Nein kostet auch, das ist dann Wildcampen, soweit ich weiß.



			
				AngelAndy20 schrieb:
			
		

> heißt das ihr bleibt jetzt immer wach? oder müßt hoffen auf einen kulanten kontrolleur zu treffen?
> Gruß by andy


 
Jup, ich hoffe immer und spreche, wenn einer kommt, Niederländisch!!!!!!
Ich bleib nicht wach!!!!! 


Und hier der Strafenkatalog der Verbote  . da könnt ihr schonmal lesen was ihr bezahlen müßt!!!


----------



## AngelAndy20 (21. Juli 2005)

*AW: Nachtangeln in Holland*

Damit hat sich Holland für mich nach 2005 erledigt....|gr: 

Wehe es fährt nochmal einer von denen am WE vor mir (Eifel) - da kommen die ganzen doofs nämlich dann immer hin....

Ich bin.... :r


----------



## krauthis7 (21. Juli 2005)

*AW: Nachtangeln in Holland*

hy ich denke wenn die holländer in deutschland sich so verhalten hätten ,wie einige deutsche in holland ,wäre es hier bei und genau so,ich kann sie einerseits gut verstehen und werde mich an die regeln halten


----------



## Lachsy (21. Juli 2005)

*AW: Nachtangeln in Holland*

bis dato hat ich noch keine probleme mit Niederländern. muss zugeben das wir auch noch nie kontrolliert wurden in Roermond. In Doesburg schon oft. Aber wenn ich ab und zu sehe was so an dem Wasser abgeht, kann ich verstehn das die niederländer nicht gut auf uns   (gastangler ) zu sprechen sind.

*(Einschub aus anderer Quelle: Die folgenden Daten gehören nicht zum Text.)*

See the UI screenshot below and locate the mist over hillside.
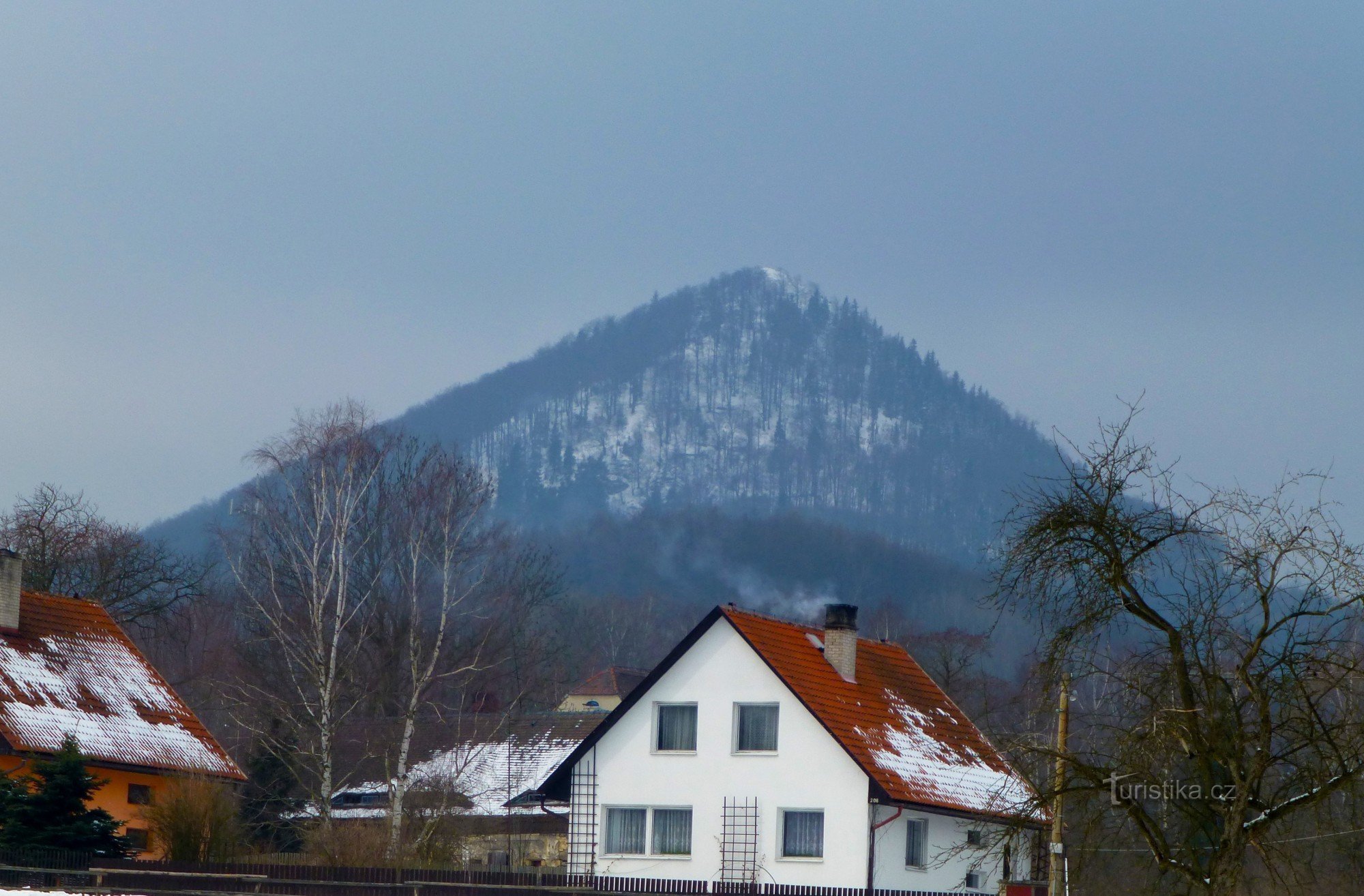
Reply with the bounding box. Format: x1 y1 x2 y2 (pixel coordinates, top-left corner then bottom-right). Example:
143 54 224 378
396 269 1056 563
147 269 1057 627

Oft sehe ich am ufer die müllberge liegen. oder vom stippangler der sein Setzkescher zum trocknen rausgeholt hat , und neben ihm im wasser 5 fische bauch oben liegen. (erst vorigen sonntag auf der maas gesehn)

unten bei wessem kurz hinter der schleuse , es wird gegrillt, gezeltet, und nebenbei geangelt. Das war mehr ne Feier als das die leute angeln wollten.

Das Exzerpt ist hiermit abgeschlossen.